Long before Mystic Seaport’s ships, shops and shipyard, the banks of the Mystic River were filled with…ships, shops, and shipyards. Since the 1600s, this historic area has been a center of shipbuilding. Between 1784 and 1919–the golden age of American maritime enterprise–more than 600 vessels were constructed along the Mystic River. But with the advent of steam power and the decline of wooden shipbuilding after the Civil War, textile manufacturing became Mystic’s dominant industry.

As the great Age of Sail gave way to steamships and railroads, wooden ships and boats were turned into firewood and the nation’s seafaring traditions began to disappear, three Mystic residents decided to work together to keep the past alive.

On December 29, 1929, Edward E. Bradley, an industrialist; Carl C. Cutler, a lawyer; and Dr. Charles K. Stillman, a physician; signed the papers incorporating the Marine Historical Association, today known as Mystic Seaport. Their dream: create a dynamic, educational institution to preserve America’s maritime culture–and turn the achievements of a past era into an inspirational force for the future.

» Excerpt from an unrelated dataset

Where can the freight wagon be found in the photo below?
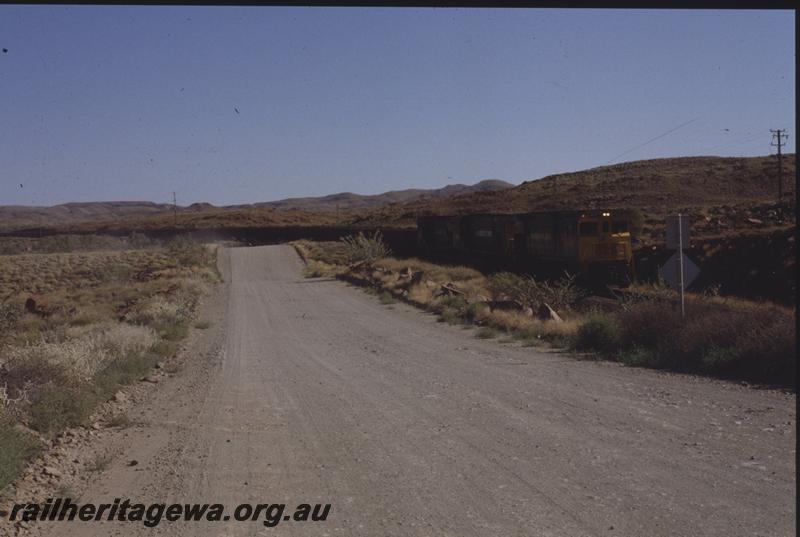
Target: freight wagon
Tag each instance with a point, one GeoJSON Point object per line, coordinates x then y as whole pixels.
{"type": "Point", "coordinates": [591, 243]}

Despite the economic conditions of the Great Depression, Mystic Seaport grew rapidly. Donations of logbooks, photography, ships plans and other maritime artifacts poured into the one-building museum. In 1941, Mystic Seaport acquired the Charles W. Morgan, the country’s last wooden whaleship from the once-great Yankee fleet. Historic buildings from across New England were also moved in to complement the Morgan–and the authentic coastal village area of Mystic Seaport was born.

Over the next 50 years, Mystic Seaport experienced explosive growth, amassing the world’s largest collections of maritime photography (over 1 million images) and boats (nearly 500), as well as collecting two million other maritime artifacts. And the 1970s saw the creation of the Henry B. duPont Preservation Shipyard, additional exhibition buildings and several new accredited educational programs.